The production of perovskite solar cells, known for their efficiency in converting sunlight into electricity, is undergoing a transformation through the integration of artificial intelligence (AI) and machine learning.
Tandem solar cells utilizing perovskite semiconductors have demonstrated superior performance to traditional silicon solar cells. However, improvements in stability and manufacturing processes are essential to bring this technology to the market.
Researchers from the Karlsruhe Institute of Technology (KIT), in collaboration with Helmholtz Imaging at the German Cancer Research Center (DKFZ) and Helmholtz AI, have made significant progress in predicting and enhancing the quality of perovskite layers during the manufacturing process.
Next-Gen Solar Cell Tech
By harnessing the power of machine learning and innovative AI methods, they can assess the quality of these layers by analyzing variations in light emission during production.
The perovskite tandem solar cells combine a perovskite solar cell with a conventional silicon-based solar cell, marking them as a next-generation technology.
With an efficiency exceeding 33%, significantly higher than traditional silicon solar cells, and the use of cost-effective raw materials, these cells hold promise for widespread adoption, according to the researchers.
Manufacturing these advanced solar cells involves creating high-grade, multi-crystalline thin layers without deficiencies or holes using scalable and cost-effective methods. Overcoming this challenge is crucial for the industrial-scale production of highly efficient solar cells necessary for the ongoing energy transition.
A collaborative effort was initiated by KIT's perovskite solar cell experts and specialists in Machine Learning and Explainable Artificial Intelligence (XAI) from Helmholtz Imaging and Helmholtz AI to address the complexities of the manufacturing process.
The researchers employed AI methods to train and analyze neural networks using a vast dataset, including video recordings that captured the photoluminescence of thin perovskite layers during manufacturing.
Photoluminescence, the radiant emission of semiconductor layers excited by an external light source, provided critical insights that were not discernible to human experts.
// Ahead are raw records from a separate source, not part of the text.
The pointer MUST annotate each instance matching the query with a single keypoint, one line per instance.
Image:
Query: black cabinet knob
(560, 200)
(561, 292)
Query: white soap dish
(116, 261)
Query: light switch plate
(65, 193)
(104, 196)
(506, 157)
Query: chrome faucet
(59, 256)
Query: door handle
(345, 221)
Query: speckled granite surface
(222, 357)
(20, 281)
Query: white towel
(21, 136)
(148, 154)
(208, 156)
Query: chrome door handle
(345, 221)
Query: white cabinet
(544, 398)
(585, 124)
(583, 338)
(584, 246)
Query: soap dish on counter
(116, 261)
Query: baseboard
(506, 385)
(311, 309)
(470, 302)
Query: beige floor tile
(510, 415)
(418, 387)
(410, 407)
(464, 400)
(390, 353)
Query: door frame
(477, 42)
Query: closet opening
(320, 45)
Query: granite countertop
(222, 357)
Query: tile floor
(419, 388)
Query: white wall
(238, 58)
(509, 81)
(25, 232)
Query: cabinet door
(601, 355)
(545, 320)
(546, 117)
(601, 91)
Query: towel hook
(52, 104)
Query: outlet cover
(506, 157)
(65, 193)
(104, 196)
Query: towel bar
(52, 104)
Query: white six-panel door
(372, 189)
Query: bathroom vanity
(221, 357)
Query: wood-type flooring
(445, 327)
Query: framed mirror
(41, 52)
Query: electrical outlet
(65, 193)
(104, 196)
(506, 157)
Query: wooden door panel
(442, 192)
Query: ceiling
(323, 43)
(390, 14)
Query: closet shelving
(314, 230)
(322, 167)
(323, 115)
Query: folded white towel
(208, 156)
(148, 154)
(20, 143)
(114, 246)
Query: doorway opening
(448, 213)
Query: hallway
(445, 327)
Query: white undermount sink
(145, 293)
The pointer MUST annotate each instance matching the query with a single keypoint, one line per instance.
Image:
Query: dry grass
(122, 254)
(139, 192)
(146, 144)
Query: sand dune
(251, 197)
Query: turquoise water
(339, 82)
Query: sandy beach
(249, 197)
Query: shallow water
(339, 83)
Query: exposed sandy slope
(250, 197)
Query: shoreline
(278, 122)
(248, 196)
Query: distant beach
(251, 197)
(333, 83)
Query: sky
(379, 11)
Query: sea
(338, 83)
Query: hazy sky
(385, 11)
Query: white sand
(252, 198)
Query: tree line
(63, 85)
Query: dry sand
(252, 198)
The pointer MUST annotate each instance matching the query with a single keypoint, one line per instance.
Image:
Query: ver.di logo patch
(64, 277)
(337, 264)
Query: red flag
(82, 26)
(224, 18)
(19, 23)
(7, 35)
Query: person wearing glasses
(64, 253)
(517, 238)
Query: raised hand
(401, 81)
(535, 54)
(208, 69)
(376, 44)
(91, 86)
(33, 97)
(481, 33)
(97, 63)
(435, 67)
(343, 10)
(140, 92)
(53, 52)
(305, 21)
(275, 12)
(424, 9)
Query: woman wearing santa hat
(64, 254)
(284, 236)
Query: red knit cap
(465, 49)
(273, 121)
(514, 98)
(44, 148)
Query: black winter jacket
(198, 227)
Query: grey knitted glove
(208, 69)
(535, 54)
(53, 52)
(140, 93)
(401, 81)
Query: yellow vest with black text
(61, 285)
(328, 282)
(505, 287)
The researchers pioneered using a machine learning AI system to detect hidden signs of coating quality from the extensive dataset, a departure from conventional approaches.
The researchers employed Explainable Artificial Intelligence methods to sift through the varied indications generated by the AI system, allowing them to gain insights into the factors influencing coating quality.
Paradigm Shift
The team experimentally observed variations in photoluminescence during production, highlighting its impact on coating quality. According to researchers, the innovative use of AI, particularly XAI, is a paradigm shift in materials science, offering systematic insights that go beyond traditional approaches.
By leveraging AI, the researchers gained a comprehensive understanding of the factors influencing the production of high-grade solar cells, enabling a more targeted and strategic approach to experiments.
The AI system, trained to recognize patterns in photoluminescence variations, proved instrumental in predicting the efficiency levels of each solar cell based on the observed light emission during the manufacturing process.
"These are extremely exciting results," said Ulrich W. Paetzold from the Institute of Microstructure Technology and the Light Engineering Institute at KIT.
"Thanks to the combined use of AI, we have a solid clue and know which parameters need to be changed in the first place to improve production. Now we are able to conduct our experiments in a more targeted way and are no longer forced to look blindfolded for the needle in a haystack. This is a blueprint for follow-up research that also applies to many other aspects of energy research and materials science," he added.
The findings of the study were published in the journal Advanced Materials.